A 2 year old's interpretation and why it can be dangerous

On Sunday I got to watch a rare Bucs victory (though they have 3 of them so far, there won't be any more on TV I'm thinking), that was set up in large part by Safety Sabbi Piscitelli. Outside his interception, he played horribly, as usual. When he caught the ball, I told Connar, "That's the BAD safety!" Connar responded, with "mean guy." For Connar, bad is ONLY a moral category. 

Then we're outside playing baseball and he's running around the invisible bases and I'm telling him to "touch" the sidewalk chalked home plate. So instead of running over and stepping on home plate, he actually touched it with his hands. "Touch" ONLY means using your hands for Connar.

In reality, you can "touch" home plate with your foot and a player can be "bad" but still be a good guy or decent human being.

I think we can learn something from Connar in regards to scripture interpretation and application. The writers of scripture can use the same words with different meanings just like I did with Connar. For instance Jesus and James can say "Don't judge others/neighbors (Matthew 7/James 4), while Paul can say we need to judge those "inside the church" (I Cor 5:12).
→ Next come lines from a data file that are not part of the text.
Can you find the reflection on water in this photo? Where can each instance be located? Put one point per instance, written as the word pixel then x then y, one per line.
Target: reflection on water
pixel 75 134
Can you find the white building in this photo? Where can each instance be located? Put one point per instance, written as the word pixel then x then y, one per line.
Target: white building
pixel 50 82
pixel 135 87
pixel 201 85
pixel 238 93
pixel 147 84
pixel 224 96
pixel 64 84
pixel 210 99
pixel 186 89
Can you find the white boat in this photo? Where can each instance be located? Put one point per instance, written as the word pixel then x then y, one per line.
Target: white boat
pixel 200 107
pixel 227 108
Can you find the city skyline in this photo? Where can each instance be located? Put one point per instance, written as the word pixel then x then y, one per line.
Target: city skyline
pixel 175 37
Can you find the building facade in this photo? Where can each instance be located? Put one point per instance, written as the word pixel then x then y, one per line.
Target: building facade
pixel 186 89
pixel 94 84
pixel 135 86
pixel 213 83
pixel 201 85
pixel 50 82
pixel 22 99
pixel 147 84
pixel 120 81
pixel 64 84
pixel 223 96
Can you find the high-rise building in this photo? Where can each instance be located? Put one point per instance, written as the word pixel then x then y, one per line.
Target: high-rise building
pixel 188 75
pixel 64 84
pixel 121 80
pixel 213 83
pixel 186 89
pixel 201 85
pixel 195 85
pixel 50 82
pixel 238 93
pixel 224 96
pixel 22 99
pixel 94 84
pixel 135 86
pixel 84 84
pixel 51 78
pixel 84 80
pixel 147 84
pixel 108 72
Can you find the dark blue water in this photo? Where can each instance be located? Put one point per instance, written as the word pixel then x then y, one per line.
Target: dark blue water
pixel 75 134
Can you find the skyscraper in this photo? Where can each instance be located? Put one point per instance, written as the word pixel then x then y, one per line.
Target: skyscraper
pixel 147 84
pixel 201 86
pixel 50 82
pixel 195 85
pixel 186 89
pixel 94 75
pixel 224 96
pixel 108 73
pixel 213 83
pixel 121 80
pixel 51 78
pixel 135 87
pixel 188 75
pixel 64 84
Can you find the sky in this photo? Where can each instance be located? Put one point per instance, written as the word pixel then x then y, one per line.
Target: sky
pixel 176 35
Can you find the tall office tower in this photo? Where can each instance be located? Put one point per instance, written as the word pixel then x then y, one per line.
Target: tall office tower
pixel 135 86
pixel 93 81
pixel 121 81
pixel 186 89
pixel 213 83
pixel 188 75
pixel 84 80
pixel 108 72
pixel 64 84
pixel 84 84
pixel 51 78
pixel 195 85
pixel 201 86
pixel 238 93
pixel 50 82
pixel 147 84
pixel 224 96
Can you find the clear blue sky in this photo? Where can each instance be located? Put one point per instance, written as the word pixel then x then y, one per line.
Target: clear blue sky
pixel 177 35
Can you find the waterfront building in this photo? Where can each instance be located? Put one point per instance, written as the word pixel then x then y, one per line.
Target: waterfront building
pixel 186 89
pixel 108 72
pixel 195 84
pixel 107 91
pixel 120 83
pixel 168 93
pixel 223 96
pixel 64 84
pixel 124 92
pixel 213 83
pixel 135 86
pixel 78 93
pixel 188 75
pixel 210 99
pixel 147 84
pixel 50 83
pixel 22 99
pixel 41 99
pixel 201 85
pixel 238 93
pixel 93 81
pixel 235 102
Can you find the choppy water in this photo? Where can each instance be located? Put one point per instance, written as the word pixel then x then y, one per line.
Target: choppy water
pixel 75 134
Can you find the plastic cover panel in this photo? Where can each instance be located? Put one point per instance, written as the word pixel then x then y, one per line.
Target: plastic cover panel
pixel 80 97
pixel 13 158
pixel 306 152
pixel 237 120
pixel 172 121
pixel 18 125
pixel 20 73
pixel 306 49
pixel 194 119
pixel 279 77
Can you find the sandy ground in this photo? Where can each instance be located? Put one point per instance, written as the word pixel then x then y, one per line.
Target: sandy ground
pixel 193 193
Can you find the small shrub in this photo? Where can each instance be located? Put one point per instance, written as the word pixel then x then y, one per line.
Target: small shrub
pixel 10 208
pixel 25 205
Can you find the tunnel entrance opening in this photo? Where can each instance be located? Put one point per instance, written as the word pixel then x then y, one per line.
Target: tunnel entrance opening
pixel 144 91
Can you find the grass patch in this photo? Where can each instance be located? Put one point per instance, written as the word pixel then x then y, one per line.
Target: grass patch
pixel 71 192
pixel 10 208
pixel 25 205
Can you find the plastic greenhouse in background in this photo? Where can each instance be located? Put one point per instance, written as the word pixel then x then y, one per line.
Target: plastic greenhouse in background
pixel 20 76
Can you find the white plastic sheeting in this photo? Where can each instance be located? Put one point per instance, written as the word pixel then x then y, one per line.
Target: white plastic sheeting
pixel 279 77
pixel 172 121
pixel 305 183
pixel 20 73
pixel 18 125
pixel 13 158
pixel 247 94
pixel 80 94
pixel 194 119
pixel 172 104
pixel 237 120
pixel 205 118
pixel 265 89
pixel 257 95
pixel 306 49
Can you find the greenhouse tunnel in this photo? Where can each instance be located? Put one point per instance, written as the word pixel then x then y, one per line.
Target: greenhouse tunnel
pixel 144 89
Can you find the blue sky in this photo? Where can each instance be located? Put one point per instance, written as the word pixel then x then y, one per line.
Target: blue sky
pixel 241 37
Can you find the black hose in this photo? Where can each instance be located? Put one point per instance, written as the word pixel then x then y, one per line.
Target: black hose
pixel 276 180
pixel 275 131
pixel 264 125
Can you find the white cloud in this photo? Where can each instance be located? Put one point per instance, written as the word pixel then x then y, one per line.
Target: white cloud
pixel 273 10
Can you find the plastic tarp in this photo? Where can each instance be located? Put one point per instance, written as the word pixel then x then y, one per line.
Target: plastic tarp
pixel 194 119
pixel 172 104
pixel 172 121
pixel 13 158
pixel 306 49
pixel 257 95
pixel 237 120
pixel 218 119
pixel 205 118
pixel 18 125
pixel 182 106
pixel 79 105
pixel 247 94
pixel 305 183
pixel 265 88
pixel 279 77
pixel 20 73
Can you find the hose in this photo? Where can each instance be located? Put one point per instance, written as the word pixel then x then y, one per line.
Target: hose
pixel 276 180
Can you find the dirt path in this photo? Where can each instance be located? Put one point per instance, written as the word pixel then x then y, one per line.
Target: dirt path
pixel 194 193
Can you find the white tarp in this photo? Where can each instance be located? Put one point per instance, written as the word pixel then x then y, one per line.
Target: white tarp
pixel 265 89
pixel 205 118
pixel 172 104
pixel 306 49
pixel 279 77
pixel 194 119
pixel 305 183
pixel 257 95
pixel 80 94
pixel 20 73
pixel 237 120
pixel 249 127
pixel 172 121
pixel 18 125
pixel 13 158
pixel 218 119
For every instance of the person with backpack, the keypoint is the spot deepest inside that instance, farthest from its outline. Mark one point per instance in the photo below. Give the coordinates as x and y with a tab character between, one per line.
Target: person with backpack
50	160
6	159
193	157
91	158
Those are clearly two different situations, and two different contexts, and so there will be different applications. We can't go Oprah Winfrey and say "swinging" (again a different meaning than baseball!) isn't wrong, but we also have to examine our hearts when we do notice Christians who are not walking with the Lord. In some ways we judge (discern and shepherd them), in some way we don't (look down upon ungraciously).

My good friend and colleague Randy Greenwald, got me thinking about how pastors/theologians regularly fall into the same trap when disagreeing or arguing against the use of terms like missional and in-carnational. There have even been articles by theologians arguing against such terms. Really? Is this really necessary?

Isn't it good to live with Jesus commission in mind wherever you are and to live among those who need Him? Isn't that what He did? Who cares what term there is?

Two up and coming young famous pastors are actually working on a book together to define terms so that they can "rescue" such good terms and place them into what they deem the correct categories.

I think folks which are much smarter than I are reacting more like my 2 year old than like the brilliant godly men which they actually are. Context, and how the term is actually being applied is far more important than simply trying to nail down a one-size-fits-all definition. It will sell books for sure, but let us not forget that language is just much more fluid than that. We know that from simply using it!